Integration With Spark - Tdengine

Apache Spark is an open - source big data processing engine. Based on in - memory computing, it can be applied in various scenarios such as batch processing, stream processing, machine learning, and graph computing. It supports the MapReduce computing model and a rich variety of computing operators and functions, boasting powerful distributed processing and computing capabilities for extremely large - scale data.

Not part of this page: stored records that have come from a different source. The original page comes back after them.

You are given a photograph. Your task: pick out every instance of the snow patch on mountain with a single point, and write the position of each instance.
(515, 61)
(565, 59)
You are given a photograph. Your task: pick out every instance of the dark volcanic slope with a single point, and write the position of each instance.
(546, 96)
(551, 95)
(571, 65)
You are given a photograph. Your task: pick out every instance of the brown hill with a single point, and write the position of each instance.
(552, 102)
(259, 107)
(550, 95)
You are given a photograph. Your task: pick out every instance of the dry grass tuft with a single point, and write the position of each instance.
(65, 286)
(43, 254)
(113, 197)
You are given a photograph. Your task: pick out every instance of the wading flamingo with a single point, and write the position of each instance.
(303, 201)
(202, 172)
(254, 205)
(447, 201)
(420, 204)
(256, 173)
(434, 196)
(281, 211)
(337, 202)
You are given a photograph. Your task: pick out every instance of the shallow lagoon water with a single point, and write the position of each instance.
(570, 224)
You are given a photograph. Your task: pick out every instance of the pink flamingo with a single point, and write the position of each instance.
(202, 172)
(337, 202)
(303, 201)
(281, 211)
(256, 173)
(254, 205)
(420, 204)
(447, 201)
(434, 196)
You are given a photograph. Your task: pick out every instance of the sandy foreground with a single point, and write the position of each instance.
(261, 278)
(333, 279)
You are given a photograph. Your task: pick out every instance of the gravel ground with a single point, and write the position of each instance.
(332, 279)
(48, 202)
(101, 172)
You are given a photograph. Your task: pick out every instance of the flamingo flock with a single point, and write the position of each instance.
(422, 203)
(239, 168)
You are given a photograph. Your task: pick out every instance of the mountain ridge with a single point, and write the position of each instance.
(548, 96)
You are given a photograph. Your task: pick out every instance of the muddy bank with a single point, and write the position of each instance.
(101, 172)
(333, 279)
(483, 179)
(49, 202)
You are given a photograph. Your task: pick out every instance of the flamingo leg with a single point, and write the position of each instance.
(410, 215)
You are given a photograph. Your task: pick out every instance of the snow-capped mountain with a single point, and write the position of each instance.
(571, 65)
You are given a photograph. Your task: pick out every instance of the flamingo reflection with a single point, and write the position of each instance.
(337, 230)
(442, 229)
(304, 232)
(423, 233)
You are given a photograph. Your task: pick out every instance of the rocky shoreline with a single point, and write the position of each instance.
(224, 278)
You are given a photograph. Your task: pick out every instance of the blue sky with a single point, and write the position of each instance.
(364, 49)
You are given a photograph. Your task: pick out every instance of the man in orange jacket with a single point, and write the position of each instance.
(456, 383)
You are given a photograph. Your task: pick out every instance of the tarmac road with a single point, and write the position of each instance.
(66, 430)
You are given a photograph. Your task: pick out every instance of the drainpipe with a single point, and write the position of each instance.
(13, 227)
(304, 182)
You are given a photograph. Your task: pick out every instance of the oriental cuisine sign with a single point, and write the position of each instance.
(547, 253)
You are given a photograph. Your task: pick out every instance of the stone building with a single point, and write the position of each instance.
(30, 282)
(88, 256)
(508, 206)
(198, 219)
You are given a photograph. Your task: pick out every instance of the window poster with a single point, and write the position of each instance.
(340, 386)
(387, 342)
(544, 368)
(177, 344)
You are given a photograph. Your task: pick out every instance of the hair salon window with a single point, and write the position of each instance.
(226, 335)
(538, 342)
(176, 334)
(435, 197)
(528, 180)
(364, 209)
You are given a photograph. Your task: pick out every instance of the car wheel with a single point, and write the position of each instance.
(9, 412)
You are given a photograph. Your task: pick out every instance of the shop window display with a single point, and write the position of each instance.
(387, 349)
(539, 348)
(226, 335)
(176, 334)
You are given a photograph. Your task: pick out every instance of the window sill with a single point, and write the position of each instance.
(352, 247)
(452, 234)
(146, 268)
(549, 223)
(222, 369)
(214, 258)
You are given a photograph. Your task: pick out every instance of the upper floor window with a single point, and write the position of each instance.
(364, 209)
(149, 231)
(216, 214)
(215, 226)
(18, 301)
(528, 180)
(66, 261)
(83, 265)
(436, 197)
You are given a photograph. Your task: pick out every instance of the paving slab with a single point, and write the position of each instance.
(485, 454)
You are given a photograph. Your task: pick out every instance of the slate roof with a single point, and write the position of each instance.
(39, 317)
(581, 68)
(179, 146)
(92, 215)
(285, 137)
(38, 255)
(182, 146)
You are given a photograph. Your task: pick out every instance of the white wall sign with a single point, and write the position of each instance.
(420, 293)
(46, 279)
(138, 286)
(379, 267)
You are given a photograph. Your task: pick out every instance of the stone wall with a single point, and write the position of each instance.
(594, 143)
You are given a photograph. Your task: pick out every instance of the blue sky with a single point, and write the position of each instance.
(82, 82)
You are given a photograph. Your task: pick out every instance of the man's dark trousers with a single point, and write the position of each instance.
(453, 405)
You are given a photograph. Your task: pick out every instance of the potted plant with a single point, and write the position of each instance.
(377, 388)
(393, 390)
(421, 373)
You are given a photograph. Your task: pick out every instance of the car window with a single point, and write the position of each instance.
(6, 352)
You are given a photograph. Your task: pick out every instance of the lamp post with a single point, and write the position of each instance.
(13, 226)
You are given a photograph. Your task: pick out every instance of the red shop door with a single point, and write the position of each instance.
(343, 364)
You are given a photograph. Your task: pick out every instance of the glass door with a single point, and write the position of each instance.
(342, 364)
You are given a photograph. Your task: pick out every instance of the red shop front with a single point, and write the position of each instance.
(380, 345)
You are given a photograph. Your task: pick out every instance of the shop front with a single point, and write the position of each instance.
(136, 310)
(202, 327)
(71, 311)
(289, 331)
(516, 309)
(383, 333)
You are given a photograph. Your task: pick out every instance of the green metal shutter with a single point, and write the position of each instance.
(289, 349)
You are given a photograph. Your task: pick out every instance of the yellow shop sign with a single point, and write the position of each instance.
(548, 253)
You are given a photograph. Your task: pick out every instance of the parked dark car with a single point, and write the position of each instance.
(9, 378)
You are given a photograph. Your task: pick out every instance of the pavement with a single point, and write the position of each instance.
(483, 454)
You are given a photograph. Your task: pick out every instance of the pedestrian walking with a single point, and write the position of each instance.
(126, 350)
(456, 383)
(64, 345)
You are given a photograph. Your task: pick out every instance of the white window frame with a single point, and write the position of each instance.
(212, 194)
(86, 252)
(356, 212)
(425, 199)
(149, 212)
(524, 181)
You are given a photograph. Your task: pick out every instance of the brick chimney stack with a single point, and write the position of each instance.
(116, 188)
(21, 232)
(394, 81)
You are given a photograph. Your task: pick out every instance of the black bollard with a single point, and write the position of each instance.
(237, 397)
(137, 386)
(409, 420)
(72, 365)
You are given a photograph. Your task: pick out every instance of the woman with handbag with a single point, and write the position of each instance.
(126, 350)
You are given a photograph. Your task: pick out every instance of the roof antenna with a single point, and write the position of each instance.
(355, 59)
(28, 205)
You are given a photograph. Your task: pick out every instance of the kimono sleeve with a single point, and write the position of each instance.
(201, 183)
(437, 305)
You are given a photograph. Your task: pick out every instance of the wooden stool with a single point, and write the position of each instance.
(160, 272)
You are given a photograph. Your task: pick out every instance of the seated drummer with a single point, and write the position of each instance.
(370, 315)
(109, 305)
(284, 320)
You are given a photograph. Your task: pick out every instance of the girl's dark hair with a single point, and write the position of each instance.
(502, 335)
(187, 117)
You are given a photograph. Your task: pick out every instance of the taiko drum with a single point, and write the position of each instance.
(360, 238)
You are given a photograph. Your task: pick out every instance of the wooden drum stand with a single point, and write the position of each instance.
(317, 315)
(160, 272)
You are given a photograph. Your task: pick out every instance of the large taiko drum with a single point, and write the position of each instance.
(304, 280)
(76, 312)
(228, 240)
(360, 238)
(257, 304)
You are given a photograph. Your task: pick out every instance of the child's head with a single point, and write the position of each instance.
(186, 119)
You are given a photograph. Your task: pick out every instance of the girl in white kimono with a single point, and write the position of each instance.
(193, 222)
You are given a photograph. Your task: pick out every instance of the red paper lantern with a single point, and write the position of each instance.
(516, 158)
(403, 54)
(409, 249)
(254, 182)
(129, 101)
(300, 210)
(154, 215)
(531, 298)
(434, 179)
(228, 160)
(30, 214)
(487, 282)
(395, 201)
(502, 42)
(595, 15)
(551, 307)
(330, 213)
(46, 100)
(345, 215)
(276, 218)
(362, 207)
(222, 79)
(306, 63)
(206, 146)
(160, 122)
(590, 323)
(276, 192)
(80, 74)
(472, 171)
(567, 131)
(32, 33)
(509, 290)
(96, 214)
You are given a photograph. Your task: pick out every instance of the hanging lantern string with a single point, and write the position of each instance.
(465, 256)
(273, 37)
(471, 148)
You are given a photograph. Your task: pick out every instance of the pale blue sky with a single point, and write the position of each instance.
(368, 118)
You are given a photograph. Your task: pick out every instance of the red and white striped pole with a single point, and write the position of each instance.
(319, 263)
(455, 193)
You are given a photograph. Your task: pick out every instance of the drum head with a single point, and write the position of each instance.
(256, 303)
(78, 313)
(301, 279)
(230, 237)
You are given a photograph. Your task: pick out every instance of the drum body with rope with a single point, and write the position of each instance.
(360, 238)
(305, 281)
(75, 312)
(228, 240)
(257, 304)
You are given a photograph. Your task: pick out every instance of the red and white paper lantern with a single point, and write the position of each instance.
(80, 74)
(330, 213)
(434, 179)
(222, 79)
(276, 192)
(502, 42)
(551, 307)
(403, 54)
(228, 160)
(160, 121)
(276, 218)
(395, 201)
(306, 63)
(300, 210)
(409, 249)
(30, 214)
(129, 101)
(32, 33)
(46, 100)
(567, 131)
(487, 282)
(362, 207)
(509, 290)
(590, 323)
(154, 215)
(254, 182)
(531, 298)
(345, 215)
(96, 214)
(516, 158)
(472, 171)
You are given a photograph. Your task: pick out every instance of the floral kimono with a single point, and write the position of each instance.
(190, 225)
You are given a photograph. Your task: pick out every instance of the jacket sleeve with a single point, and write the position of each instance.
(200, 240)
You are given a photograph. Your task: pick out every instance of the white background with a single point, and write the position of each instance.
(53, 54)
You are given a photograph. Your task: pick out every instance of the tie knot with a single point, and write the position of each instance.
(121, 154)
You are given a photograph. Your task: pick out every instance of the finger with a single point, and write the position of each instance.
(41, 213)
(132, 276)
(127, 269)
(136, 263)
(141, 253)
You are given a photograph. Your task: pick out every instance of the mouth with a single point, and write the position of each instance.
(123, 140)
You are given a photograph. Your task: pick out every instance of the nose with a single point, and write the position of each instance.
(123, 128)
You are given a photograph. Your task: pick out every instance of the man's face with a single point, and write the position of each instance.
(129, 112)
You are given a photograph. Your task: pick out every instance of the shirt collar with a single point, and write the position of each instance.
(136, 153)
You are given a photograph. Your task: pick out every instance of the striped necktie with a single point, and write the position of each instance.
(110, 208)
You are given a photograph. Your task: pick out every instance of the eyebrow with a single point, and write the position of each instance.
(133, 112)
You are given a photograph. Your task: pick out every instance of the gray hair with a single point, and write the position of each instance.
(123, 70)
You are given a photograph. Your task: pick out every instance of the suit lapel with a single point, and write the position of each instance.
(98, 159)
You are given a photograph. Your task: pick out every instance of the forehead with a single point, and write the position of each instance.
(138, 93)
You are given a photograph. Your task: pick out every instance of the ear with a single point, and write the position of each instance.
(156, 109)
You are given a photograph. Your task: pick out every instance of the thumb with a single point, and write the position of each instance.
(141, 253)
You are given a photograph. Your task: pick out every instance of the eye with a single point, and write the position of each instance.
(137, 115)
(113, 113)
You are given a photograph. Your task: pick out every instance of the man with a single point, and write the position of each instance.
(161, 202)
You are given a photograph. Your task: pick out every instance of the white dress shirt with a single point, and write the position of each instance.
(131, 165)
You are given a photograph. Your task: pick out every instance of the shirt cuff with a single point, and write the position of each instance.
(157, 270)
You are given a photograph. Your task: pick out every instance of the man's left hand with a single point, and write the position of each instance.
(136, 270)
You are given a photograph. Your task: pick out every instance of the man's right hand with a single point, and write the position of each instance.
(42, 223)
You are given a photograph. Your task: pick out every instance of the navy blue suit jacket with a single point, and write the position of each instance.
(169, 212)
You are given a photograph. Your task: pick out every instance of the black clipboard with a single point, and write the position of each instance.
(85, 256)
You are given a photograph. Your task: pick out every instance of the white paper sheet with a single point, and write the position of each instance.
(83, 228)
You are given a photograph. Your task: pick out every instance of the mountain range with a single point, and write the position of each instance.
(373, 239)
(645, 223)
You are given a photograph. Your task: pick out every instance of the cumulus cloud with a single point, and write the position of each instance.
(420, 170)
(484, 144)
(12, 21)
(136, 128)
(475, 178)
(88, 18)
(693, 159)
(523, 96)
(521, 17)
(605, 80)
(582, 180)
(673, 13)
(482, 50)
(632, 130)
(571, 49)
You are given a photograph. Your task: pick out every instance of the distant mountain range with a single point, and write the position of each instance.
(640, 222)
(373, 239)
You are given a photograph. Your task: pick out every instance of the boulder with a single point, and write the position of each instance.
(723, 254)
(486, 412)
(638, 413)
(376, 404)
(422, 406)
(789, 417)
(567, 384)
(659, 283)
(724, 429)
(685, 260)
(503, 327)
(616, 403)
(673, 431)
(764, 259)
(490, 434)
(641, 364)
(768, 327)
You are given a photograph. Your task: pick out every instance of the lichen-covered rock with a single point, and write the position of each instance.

By using the TDengine Java Connector, Spark can rapidly read TDengine data. Leveraging the powerful Spark engine, the data processing and computing capabilities of TDengine can be expanded. Meanwhile, through it, Spark can also write data into TDengine and subscribe to data from TDengine.

Prerequisites

Prepare the following environments:

TDengine 3.3.6.0 and above version is installed and running normally (both Enterprise and Community versions are available).
taosAdapter is running normally, refer to taosAdapter Reference.
Spark 3.3.2 and above version (Spark Down).
JDBC driver 3.6.2 and above version. Download from maven.org.

Configure Data Source

Connect to the TDengine data source via JDBC WebSocket. The connection URL format is:

sql

jdbc:TAOS-WS://[host_name]:[port]/[database_name]?[user={user}|&password={password}]

For detailed parameters, see: URL Parameter.

Set driverClass to "com.taosdata.jdbc.ws.WebSocketDriver".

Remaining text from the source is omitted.